I remained speechless.
"But why was it that Wordsworth lay so heavily on my mind? I will tell you. It was all to do with those copas de avena I alluded to a short time ago. As you well know, they were a German brand, made by Hahne. The German for oat-flakes is Haferflocken. And these were the smaller variety, designated Zarte, that is, frail. It is one of the great mysteries to me whoever buys those other more robust oats, 'Jumbo Oats' you call them, what on earth are they used for? But that aside. The attractive blue packaging, so reminiscent of the jacket of the old Oxford Wordsworth, and of the name Dorothy, may perhaps have first brought into my mind Worsworth's pallid verses on 'Heart-leaf Well'. Do not trouble to look it up. There, if ever, is a poem that lives only by its title."

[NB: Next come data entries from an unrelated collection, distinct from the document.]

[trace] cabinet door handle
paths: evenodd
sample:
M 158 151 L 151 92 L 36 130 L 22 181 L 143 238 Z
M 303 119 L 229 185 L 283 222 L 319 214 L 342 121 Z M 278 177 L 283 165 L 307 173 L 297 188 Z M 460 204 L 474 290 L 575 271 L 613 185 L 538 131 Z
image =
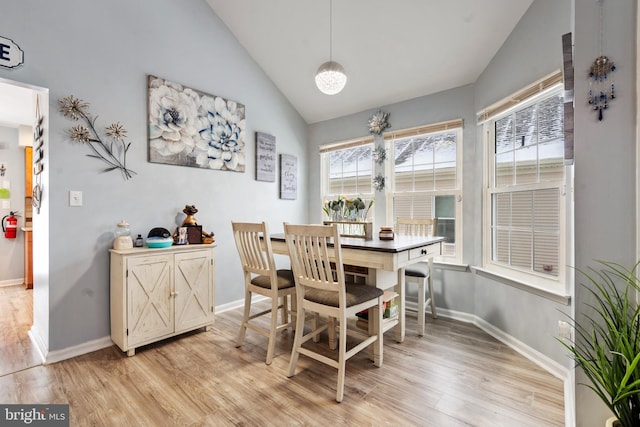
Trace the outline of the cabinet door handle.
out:
M 426 249 L 423 249 L 423 250 L 421 250 L 421 251 L 420 251 L 420 253 L 421 253 L 422 255 L 426 255 L 426 254 L 428 254 L 429 252 L 428 252 Z
M 178 293 L 176 291 L 171 291 L 171 293 L 169 294 L 172 297 L 178 296 Z

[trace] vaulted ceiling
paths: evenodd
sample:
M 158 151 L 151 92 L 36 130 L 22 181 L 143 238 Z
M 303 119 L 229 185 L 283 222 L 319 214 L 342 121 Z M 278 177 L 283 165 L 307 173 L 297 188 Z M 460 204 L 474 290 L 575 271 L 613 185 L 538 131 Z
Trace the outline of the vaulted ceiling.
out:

"Not quite accurately recalled, I think."
"You make me tired. Did I mention a logic of reading? Yes, I think so. My memories were undoubtedly inflected by those grand old northern names like Arkwright and Hartcliffe."
"Hmm, Bedford, Bristol..."
"While we dwell on the Wordsworthian allusion encoded on this packet of German cereal, do not forget that your cordate leaf, Blatt in German, is Blad in Swedish. [nb: Blad rhymes with lard.] Our riot of goblets is truly a forest of leaves now, eh? But not only the verdant foliage of Cumberland: Blad is also a sheet of paper. Newspaper, in the case of Svenska Dagbladet. That, in case you hadn't realized, is how Blah, Blah, Blah originated. And now, my friend, you know what reading is."